FERC Suspects Price Rigging Is Continuing

A natural gas market study says the industry's collapse has created conditions conducive to manipulation.

January 30, 2003|Jonathan Peterson | Times Staff Writer

WASHINGTON — Federal energy regulators may have found fresh evidence of price manipulation in natural gas markets, officials said Wednesday, despite heightened scrutiny of the industry in the wake of Enron Corp.'s collapse.

"Evidence indicates that price manipulation has occurred in certain natural gas marketplaces and may be continuing," according to a Federal Energy Regulatory Commission report. Regulators are "looking at particular situations where use of market power arising from weak market liquidity appears to have affected prices," the report said.

FERC commissioners revealed no details about which firms might be involved or which regions might be affected.

The concerns were contained in a broader study of the natural gas market, which said the collapse of the energy trading industry has created conditions in which companies can dominate markets -- and use that market power to affect prices.

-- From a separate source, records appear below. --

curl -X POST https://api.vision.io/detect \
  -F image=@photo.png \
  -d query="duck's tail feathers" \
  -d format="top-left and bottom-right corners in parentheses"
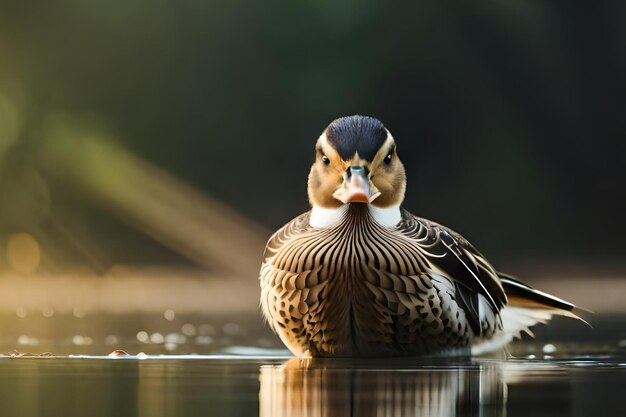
top-left (472, 273), bottom-right (590, 355)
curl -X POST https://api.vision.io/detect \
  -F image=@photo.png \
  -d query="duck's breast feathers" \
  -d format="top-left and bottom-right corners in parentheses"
top-left (397, 209), bottom-right (508, 314)
top-left (263, 206), bottom-right (509, 318)
top-left (263, 211), bottom-right (313, 260)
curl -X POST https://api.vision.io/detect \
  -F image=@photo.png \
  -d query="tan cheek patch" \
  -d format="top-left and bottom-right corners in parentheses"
top-left (370, 166), bottom-right (406, 207)
top-left (309, 170), bottom-right (321, 189)
top-left (308, 163), bottom-right (345, 208)
top-left (318, 181), bottom-right (343, 207)
top-left (372, 171), bottom-right (393, 189)
top-left (323, 172), bottom-right (343, 193)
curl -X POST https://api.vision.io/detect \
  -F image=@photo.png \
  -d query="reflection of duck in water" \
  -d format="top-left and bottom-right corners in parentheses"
top-left (259, 358), bottom-right (506, 417)
top-left (260, 115), bottom-right (584, 357)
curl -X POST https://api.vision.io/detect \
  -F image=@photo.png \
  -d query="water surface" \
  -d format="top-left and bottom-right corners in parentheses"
top-left (1, 312), bottom-right (624, 416)
top-left (1, 350), bottom-right (624, 417)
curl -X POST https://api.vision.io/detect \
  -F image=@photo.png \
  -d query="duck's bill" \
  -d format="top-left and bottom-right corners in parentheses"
top-left (333, 169), bottom-right (381, 204)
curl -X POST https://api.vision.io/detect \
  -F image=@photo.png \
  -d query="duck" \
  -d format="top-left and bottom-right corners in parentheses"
top-left (260, 115), bottom-right (584, 357)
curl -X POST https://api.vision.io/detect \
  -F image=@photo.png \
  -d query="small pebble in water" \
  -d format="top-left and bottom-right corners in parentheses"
top-left (108, 350), bottom-right (129, 357)
top-left (42, 307), bottom-right (54, 318)
top-left (164, 342), bottom-right (177, 352)
top-left (527, 354), bottom-right (536, 359)
top-left (9, 350), bottom-right (25, 358)
top-left (164, 309), bottom-right (175, 321)
top-left (542, 343), bottom-right (557, 354)
top-left (15, 307), bottom-right (28, 318)
top-left (136, 352), bottom-right (148, 359)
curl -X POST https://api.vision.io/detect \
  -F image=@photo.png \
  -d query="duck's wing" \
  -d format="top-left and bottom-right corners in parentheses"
top-left (498, 272), bottom-right (588, 324)
top-left (398, 209), bottom-right (508, 335)
top-left (470, 271), bottom-right (589, 354)
top-left (498, 272), bottom-right (575, 312)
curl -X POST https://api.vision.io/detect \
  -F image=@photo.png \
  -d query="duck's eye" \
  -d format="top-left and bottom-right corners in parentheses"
top-left (384, 153), bottom-right (393, 165)
top-left (321, 155), bottom-right (330, 165)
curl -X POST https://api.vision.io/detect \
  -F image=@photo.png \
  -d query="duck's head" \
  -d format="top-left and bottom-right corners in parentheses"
top-left (307, 115), bottom-right (406, 209)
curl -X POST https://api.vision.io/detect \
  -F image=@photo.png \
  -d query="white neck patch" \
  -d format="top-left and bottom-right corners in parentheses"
top-left (309, 205), bottom-right (348, 228)
top-left (368, 204), bottom-right (402, 228)
top-left (309, 204), bottom-right (401, 228)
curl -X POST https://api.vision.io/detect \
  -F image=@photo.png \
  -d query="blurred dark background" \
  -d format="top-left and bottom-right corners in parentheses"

Despite the report's strong language, however, FERC commissioners Wednesday cautioned against drawing conclusions at this time.

"We are investigating a lot of things," said FERC Chairman Patrick H. Wood III. But Wood noted that recent hikes in natural gas costs appear to stem from normal market forces in a cold winter rather than price manipulation.

"From what I see and know and hear, it's very much tied to a supply-and-demand issue," he said.

The report noted that the natural gas industry is struggling with a "traumatic financial shakeout" in the wake of the 2001 collapse of Houston energy trader Enron.

Since then, at least 14 other companies, including El Paso Energy, American Electric Power Co. and Dynegy Inc., have withdrawn from energy trading or announced plans to reduce their activity.

"Manipulation is more likely where market liquidity is low, price discovery is obscure and capacity is constrained, and this manipulation may move prices in either direction," the report said.

The report added that federal regulators are looking for ways to better detect manipulation in the natural gas marketplace.